There will be 223 acts performing at this year’s Fuji Rock Festival. Planning out your schedule in advance is recommended, traveling to and from the stages can eat up precious time. Here’s the route that I’m considering.
Three of the last four Fuji Rocks have taken place under unsullied blue skies, so the law of averages suggests that this year’s will be a soggy one. If so, it’s hard to think of a more appropriate pair of headliners than Sigur Ros and James Blake, who’ll be casting their introspective, melancholy spell over the Green Stage on Friday evening.
Earlier in the day, psychedelic shamans Boredoms — who played at the festival’s inaugural edition in 1997 — kick off the 20th-anniversary bash on the same stage, in what should be a truly ecstatic spectacle.
Anyone looking to get the pulse of Japanese millennials should check breakout hip-hop star Kohh followed by the infinitely less abrasive acid-jazz sextet Suchmos on the White Stage during the afternoon (oh, and stick around for the beguiling neo-soul of Los Angeles band The Internet, who have a strong local following).
Each year, the after-hours Palace of Wonder pavilion hosts a few bands that threaten to shake the rickety structure to the ground. This time around, the smart money is on funk act Con Brio, whose lithesome frontman, Ziek McCarter, channels enough sex-machine energy to power the entire greater Tokyo area.
If you wanted to have a lie-in, today’s the day: The first genuinely unmissable act doesn’t go on until after noon. Mark Ernestus’ Ndagga Rhythm Force has an unlikely origin story — a group of Senegalese musicians directed by a German minimal techno producer — but the band’s insistent polyrhythms will have even the most stubborn listeners flailing on the dancefloor.
There are slim pickings during the rest of the afternoon, making this a good opportunity to explore the farther reaches of the festival site. Catch an intimate set by 72-year-old folk singer Tokiko Kato, the festival’s unofficial mascot, at the Cafe de Paris, followed by a David Bowie tribute at the adjacent Orange Cafe Busker Stop.
As evening falls, it’s worth heading over to the Green Stage for the affable alt-rock of Wilco, a band for whom the description “dependable” isn’t a backhanded compliment. They’re followed by two Class of ’97 alumni: Green Stage headliner Beck, whose recent live sets have ditched the earnest heartache of 2015 Grammy winner “Morning Phase” in favor of wall-to-wall hits; and, over on the White Stage, brain-frazzling electronica fiend Squarepusher.
Those in search of a musical nightcap can get it at the remote Pyramid Garden, where The Orb’s Alex Paterson is playing an ambient set from 1 a.m.
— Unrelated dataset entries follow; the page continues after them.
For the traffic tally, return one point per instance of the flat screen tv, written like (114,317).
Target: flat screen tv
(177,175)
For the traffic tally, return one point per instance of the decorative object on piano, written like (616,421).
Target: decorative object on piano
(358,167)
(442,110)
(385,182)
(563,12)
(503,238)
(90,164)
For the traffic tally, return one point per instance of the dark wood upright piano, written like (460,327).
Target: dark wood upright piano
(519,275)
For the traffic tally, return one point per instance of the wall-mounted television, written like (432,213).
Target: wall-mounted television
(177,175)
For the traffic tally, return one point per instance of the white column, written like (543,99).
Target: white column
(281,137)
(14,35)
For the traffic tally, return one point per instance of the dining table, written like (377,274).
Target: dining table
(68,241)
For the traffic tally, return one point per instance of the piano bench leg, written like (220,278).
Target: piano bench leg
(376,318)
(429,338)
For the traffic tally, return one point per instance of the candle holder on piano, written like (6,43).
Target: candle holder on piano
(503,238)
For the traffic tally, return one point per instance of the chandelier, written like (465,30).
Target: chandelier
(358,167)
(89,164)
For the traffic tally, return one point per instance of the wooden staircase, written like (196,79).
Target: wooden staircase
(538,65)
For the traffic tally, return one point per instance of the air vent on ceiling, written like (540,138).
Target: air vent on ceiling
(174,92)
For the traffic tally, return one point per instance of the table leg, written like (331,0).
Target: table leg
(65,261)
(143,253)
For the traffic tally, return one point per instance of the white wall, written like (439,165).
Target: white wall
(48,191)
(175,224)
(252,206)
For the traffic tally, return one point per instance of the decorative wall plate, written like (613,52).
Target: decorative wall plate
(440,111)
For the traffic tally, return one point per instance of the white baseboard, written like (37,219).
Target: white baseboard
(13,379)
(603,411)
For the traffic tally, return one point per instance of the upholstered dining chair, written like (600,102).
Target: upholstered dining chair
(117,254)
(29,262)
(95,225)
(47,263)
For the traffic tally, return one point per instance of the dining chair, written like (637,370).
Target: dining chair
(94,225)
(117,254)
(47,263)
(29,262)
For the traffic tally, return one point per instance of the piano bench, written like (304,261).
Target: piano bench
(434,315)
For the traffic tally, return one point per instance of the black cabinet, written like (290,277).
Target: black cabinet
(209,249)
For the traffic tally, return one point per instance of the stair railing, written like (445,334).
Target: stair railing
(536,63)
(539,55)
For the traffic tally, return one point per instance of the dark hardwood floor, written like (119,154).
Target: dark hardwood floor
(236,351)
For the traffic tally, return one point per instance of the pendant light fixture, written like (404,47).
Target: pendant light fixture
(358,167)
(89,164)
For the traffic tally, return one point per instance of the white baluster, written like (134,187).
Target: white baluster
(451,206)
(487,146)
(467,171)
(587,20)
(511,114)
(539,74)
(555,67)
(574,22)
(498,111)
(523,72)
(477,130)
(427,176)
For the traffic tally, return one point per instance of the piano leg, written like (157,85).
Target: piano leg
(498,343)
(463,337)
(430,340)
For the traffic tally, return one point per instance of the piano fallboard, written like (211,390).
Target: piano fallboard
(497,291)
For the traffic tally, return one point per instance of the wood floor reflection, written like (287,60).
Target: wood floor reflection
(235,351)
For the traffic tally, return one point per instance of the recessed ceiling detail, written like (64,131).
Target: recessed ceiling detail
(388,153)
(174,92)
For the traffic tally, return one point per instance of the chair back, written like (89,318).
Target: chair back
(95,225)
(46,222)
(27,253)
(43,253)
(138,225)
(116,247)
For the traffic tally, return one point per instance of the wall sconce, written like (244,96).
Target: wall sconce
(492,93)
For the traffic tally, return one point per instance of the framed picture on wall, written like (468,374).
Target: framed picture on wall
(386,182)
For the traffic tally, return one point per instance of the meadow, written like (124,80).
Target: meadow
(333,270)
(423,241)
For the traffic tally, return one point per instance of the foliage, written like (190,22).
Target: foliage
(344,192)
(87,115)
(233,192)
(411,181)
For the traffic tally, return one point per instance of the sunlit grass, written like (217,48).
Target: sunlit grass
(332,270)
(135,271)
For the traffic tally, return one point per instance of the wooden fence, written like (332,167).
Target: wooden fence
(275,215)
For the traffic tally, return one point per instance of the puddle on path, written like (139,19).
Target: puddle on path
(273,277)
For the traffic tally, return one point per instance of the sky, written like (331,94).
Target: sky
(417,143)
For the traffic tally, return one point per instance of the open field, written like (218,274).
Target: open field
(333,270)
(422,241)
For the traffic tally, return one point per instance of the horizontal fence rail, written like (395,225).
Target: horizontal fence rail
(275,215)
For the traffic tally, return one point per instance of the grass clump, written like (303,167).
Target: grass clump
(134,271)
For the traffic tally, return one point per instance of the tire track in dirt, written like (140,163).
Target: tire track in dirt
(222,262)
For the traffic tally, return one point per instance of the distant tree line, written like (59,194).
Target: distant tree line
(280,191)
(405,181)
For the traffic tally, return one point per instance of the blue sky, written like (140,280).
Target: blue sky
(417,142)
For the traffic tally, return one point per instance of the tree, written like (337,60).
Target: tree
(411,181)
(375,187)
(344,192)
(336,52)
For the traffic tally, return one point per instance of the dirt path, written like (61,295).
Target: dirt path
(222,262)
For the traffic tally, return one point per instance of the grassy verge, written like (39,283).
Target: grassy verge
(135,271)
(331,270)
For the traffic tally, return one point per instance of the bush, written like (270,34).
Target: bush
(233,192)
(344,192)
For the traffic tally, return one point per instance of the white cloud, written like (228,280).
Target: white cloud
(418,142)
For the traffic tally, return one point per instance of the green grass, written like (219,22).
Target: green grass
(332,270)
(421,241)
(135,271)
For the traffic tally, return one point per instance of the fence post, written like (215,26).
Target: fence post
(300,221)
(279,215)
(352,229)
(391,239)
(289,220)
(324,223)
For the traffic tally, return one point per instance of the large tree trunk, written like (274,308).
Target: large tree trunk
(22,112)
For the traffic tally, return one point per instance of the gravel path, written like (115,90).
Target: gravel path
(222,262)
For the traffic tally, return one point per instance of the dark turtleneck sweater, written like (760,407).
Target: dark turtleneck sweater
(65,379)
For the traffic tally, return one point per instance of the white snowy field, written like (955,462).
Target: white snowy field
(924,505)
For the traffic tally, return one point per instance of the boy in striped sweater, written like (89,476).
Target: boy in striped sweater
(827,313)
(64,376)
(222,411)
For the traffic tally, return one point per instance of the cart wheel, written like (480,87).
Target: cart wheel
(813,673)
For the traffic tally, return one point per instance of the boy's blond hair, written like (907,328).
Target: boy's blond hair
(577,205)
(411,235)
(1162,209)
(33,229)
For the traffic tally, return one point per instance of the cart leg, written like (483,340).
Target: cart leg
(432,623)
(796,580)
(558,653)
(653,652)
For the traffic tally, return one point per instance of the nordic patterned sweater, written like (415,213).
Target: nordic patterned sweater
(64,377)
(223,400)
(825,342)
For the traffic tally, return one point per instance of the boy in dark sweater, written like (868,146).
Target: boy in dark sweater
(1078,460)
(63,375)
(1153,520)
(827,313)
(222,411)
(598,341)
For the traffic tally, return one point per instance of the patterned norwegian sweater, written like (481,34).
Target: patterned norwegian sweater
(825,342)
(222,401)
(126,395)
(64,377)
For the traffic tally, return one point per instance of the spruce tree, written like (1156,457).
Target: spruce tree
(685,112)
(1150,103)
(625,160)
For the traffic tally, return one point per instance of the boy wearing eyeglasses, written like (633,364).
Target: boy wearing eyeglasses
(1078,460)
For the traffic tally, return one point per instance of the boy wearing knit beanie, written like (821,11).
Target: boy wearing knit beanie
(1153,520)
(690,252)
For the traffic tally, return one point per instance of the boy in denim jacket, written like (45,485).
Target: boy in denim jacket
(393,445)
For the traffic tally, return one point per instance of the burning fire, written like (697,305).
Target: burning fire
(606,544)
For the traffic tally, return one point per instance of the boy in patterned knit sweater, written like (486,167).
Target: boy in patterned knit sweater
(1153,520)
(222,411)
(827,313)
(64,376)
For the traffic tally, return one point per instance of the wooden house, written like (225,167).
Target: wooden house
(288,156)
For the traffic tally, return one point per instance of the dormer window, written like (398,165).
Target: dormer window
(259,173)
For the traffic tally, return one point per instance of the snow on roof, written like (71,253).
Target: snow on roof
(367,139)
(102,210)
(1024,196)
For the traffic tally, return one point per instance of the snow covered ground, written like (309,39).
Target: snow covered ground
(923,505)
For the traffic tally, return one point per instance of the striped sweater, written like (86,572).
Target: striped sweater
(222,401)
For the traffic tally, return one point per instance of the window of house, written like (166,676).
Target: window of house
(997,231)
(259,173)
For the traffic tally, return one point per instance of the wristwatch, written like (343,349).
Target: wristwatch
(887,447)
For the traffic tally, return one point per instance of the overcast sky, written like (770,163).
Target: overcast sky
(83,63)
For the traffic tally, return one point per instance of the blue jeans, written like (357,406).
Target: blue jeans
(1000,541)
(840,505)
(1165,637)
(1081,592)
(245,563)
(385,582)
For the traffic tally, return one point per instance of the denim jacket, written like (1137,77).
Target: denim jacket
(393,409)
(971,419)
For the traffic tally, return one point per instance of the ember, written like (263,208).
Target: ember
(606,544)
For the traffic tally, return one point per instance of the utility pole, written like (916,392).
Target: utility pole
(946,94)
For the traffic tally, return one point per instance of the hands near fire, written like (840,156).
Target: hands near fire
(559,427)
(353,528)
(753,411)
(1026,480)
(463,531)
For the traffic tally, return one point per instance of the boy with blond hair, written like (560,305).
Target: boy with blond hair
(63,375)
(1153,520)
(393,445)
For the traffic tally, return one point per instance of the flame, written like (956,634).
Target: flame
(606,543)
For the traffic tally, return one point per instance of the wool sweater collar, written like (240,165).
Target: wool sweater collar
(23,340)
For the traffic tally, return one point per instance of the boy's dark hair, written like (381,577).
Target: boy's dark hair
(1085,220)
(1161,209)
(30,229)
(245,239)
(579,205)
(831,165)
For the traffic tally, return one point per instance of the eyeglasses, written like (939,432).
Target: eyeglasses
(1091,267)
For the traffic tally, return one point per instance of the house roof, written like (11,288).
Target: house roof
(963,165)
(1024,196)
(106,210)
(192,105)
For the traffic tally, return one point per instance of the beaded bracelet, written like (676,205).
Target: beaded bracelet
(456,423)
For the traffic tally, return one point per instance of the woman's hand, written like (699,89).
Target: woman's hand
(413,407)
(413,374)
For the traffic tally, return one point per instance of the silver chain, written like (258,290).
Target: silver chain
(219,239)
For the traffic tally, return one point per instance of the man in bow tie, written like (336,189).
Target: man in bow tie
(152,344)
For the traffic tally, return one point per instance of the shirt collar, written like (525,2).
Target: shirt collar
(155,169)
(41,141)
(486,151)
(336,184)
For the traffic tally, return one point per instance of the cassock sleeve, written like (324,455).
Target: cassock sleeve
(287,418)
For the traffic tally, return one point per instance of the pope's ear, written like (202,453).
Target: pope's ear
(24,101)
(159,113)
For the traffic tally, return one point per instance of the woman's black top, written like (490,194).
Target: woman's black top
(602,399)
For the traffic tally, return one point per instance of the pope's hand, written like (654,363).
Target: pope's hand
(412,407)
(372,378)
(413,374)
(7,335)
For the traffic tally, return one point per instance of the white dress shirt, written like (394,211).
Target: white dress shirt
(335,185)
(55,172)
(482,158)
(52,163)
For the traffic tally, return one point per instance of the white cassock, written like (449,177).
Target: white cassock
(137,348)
At the first-ever Fuji Rock, a typhoon destroyed the main stage on the opening day, though sadly not the band that was playing on it. Twenty years on, the Red Hot Chili Peppers are still peddling their resistible rap-rock, and will be getting the full red-carpet treatment when they headline the Green Stage tonight.
If you’re determined to miss them (in which case, congratulations), stick with the muscular spiritual jazz of Kamasi Washington at the Field of Heaven, then wander over to the White Stage for technologically enhanced math-rockers Battles.
The White Stage has the strongest lineup on Sunday, including an opening set by lunatic heavy rockers Bo Ningen, crowd-pleasing jazz from Soil & “Pimp” Sessions and Robert Glasper Experiment, and an appearance by headbanging idol unit Babymetal, whose booking prompted howls of protest from the crustier corners of the Fuji Rock fan base.
While many festival-goers turn in at a sensible hour on Sunday night, mindful of early starts the following morning, people determined to keep partying should hit the Red Marquee for late-night sets by Soichi Terada, the comeback kid of Japan’s 1990s house scene, and hypnotic disco specialist DJ Harvey.